Криворученко, не поворачивая головы, запел:

Наверно не знаю, а точно не скажу…

Фирсов сделал вид, что ему попало что-то в глаз, и газанул так сильно, что подполковник прекратил петь и приказал сбавить скорость.

Фирсов злился на себя. Ведь он знал, что не полагается расспрашивать начальство и даже рассказывать другим, с кем встречается подполковник, куда и зачем ездит. Если, бывало, в деревне ему говорили: «Вчера вашего подполковника в Замостье видели», то Фирсов учтиво отвечал: «У него с председателем колхоза большая дружба». Не будет же он говорить, что в Замостье живет командарм и Криворученко ездит к нему на доклад. Сейчас он сам по глупости спросил, и начальник вежливо дал ему понять, что не надо проявлять любопытство. Теперь он никогда больше не спросит.

Когда миновали лес, подполковник, как ни в чем не бывало, сказал:

– Вам, Ванюша, еще придется ребят домой отвезти.

– Далеко?

– Километров тридцать.

У деревни Фирсов сбавил скорость и перед шлагбаумом остановил машину. Часовой, увидев подполковника, которого он хорошо знал в лицо, приложил руку к пилотке и сказал:

– Прошу проехать!

У крыльца дома, в котором жил командарм, стояла серого цвета «эмка», и подполковник сразу догадался: «У четвертого – командующий артиллерией. Вот кстати».

В просторной кухне стоял стол, покрытый красным сукном. Кроме двух телефонов, блокнота и карандаша на столе ничего не было. Адьютант командарма, капитан Кустов, высокий офицер, с коротко остриженными волосами, в безукоризненно чистой и выглаженной гимнастерке, вставал, когда в кухню входили офицеры и генералы и тихо произносил:

– Здравия желаю! Прошу присесть! Сейчас доложу командарму о вашем приходе.

При появлении Криворученко Кустов встал и произнес:

– Здравия желаю, товарищ подполковник. Входите без доклада.

Генерал сидел за таким же столом, как и Кустов. Таких же два телефона, блокнот и несколько листов бумаги, которые адьютант подготовлял с утра, пепельница и цветные карандаши. Генерал был невысокого роста, плотный, с чисто выбритым лицом и в пенсне с толстыми стеклами.

Криворученко сделал два шага, остановился, приставил ногу к ноге, стукнул каблуками и, наклонив слегка голову, отрывисто произнес:

– Здравия желаю!

– Здравствуйте, Криворученко! – сказал командарм и протянул руку.
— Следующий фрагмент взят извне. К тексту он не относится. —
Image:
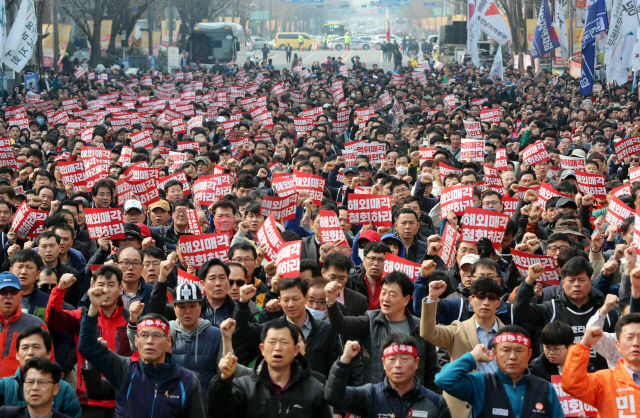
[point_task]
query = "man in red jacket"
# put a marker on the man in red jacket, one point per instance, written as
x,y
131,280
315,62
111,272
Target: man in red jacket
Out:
x,y
112,326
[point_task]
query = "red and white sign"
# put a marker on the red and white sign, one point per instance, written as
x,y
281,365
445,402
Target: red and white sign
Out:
x,y
282,208
523,260
448,250
394,263
288,259
310,183
365,209
473,128
472,148
270,239
197,249
456,198
105,221
617,212
627,147
479,223
535,154
591,184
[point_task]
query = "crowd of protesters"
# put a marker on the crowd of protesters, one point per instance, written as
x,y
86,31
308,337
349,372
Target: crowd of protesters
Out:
x,y
94,326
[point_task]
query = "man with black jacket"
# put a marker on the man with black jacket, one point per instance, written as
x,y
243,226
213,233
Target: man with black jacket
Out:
x,y
370,329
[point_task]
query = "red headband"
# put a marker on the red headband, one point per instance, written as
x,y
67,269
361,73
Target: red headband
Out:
x,y
153,323
508,337
394,349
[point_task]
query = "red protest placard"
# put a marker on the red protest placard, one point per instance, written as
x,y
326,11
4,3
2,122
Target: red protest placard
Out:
x,y
105,221
448,250
627,147
617,212
394,263
570,405
145,190
72,172
472,148
456,198
207,188
523,260
195,250
330,229
473,128
593,184
535,154
364,209
28,222
288,259
194,224
270,239
282,208
310,183
479,223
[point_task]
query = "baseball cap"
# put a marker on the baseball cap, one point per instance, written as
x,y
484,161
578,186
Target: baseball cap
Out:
x,y
162,204
351,169
132,204
8,279
188,292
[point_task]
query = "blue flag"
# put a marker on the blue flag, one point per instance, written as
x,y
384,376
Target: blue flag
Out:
x,y
544,39
596,22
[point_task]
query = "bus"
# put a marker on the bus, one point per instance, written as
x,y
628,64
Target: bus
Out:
x,y
336,29
220,41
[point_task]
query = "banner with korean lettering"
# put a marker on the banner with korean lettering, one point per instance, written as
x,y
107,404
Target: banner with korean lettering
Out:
x,y
364,209
472,148
269,237
479,223
447,252
394,263
310,183
282,208
288,259
593,184
456,198
105,221
523,260
535,154
195,250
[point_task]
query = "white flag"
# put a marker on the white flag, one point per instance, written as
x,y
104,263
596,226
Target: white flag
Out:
x,y
473,33
559,22
490,21
496,68
22,38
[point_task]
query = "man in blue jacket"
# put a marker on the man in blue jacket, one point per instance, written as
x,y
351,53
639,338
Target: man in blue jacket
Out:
x,y
515,391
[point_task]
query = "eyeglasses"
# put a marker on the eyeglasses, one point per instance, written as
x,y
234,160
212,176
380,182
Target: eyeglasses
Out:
x,y
127,264
31,382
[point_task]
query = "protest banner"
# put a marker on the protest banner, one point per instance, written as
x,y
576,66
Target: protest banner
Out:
x,y
270,239
627,147
480,223
105,221
447,252
472,148
310,183
456,198
593,184
617,212
195,250
394,263
288,259
473,129
535,154
282,208
364,209
523,260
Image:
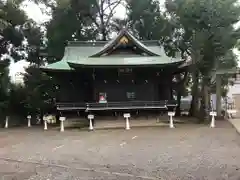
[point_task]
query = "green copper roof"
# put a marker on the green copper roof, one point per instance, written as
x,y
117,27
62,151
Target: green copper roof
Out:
x,y
96,54
121,61
60,65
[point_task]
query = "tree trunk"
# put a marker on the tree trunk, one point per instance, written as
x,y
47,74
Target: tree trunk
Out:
x,y
205,104
195,95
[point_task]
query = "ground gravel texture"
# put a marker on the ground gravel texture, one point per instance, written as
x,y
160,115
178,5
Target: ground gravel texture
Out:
x,y
186,152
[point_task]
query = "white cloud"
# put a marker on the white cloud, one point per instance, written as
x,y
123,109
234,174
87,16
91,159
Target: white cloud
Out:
x,y
34,12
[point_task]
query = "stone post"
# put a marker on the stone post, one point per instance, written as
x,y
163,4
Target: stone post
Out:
x,y
127,116
29,120
171,114
218,95
91,117
213,114
6,121
45,119
62,119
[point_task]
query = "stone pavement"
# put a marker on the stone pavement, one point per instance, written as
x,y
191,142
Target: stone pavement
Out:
x,y
187,152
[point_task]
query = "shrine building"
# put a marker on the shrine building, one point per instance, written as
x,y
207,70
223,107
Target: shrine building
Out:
x,y
119,75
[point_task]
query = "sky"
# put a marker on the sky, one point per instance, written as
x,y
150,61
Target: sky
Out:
x,y
34,12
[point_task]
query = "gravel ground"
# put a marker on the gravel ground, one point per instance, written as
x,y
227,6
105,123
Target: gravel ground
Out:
x,y
187,152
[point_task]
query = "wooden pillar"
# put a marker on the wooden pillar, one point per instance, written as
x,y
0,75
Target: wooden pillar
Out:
x,y
218,95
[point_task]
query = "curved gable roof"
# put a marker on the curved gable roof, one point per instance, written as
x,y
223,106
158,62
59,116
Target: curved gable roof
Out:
x,y
124,33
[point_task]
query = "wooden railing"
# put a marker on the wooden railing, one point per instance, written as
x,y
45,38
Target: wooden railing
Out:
x,y
130,105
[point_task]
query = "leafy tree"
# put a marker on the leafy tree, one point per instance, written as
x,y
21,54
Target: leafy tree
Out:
x,y
208,35
40,91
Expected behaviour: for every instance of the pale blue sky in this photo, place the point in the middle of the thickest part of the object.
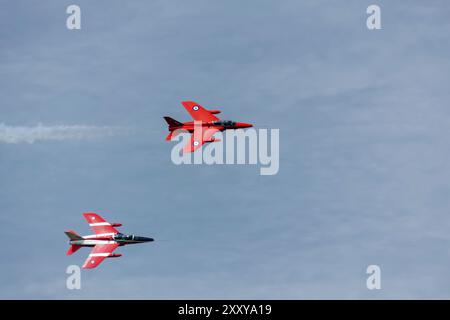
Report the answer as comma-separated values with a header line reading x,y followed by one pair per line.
x,y
364,126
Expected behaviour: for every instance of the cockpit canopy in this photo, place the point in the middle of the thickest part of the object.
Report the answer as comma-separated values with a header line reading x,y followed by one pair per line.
x,y
121,236
225,123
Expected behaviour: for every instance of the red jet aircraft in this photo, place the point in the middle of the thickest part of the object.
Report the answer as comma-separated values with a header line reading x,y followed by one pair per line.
x,y
205,122
105,240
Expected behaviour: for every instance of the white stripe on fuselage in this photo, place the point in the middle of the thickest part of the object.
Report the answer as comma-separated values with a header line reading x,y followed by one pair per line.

– Где ходоки? Солидные люди?

– Обоим вместе двадцать пять лет наберется.

Криворученко вспомнил рассказ ребят и передал его со всеми подробностями.

– Покажите письмо! – приказал генерал.

– Прошу!

Командарм вынул из скомканного конверта записку и стал читать вслух:

Товарищ Криворученко!

Если письмо дойдет до тебя (я послал к тебе тов. Петровича), а в этом я не сомневаюсь, то подготовь артналет по южной окраине деревни, вблизи которой стоял мой отряд. Жители выселены. Противник свез много горючего и боеприпасов. Готовит операцию. Я отхожу на запад в лес, вверх по реке.

Кузьма

– А теперь, товарищ командарм, прочтите письмо к ребятам.

Генерал читал медленно вслух.

– Толково, – сказал он, – и затея с бутылкой толковая. А Петрович пришел?

– Нет, – ответил подполковник.

– Молодцы ребята, надо им что-нибудь подарить, – предложил генерал. – Но только артналет не годится.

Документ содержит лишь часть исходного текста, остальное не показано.